Broadband & Internet

Loss of iPhone exclusivity in France grates with FT

Posted by Chris Garland Thursday, February 5th, 2009

Add a comment

Orange parent group France Telecom (FT) may be “shocked” by this week’s court ruling that it will lose exclusivity rights to offer Apple’s iPod in France, but it can hardly come as much of a surprise.

The incumbent, which began selling the iPhones in December 2007, has sold more than 600,000 devices since their debut in France on Nov. 28, 2007 but has been faced recurrent problems since then, reportedly including tension with Apple itself.

Considering the already significant presence FT has in France, opening up the market to other players for a high-end device such as the 3G iPhone would seem to be beneficial to French subscribers by forcing it to lower prices.

FT has complained that it was “shocked by [the] decision,” it believes is “regrettable,” but it would arguably be the loss of its monopoly on the iPhone: 48% of FT’s 100,000 iPhone sales last December were tied to new Orange subscriptions.

CEO Didier Lombard said at the time that he thought this “had a positive image impact […] and led to a very positive commercial result.” Given such comments, it is hard to see how the court decision ruling that the operator must share the iPhone market is based “on an accumulation of incorrect elements.”

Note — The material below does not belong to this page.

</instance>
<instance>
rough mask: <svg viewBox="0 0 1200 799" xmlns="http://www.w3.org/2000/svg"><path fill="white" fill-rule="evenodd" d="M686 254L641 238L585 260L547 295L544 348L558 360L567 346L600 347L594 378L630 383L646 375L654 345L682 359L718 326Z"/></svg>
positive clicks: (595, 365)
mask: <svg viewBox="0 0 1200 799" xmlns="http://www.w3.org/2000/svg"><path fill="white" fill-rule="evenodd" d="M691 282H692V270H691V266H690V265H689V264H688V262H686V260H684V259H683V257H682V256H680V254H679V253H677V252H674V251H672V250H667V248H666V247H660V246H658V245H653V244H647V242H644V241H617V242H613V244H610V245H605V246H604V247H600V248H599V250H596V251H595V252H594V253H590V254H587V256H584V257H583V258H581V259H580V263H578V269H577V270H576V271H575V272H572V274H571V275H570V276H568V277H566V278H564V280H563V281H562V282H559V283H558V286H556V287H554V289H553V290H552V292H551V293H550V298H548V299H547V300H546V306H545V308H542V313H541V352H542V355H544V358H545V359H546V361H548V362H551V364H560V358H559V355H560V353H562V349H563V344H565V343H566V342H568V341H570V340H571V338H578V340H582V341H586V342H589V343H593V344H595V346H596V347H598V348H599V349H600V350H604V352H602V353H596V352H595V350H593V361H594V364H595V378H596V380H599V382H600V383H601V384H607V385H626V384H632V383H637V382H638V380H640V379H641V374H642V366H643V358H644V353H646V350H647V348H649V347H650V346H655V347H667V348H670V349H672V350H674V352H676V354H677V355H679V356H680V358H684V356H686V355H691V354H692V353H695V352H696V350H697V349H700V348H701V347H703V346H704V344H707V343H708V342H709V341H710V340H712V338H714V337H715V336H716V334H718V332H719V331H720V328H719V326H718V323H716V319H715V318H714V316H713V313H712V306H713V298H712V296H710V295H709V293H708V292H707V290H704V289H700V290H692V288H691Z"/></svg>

Tensions with Apple also originated from the French legal requirement that the iPhone be sold both with and without contracts, which FT argued at the time undermined its exclusivity rights – another indication that new entrants will create a more competitive market, but one which FT is evidently unhappy with.

The question now is whether operators in other markets will seek to question the legal basis of operators’ exclusivity deals with Apple.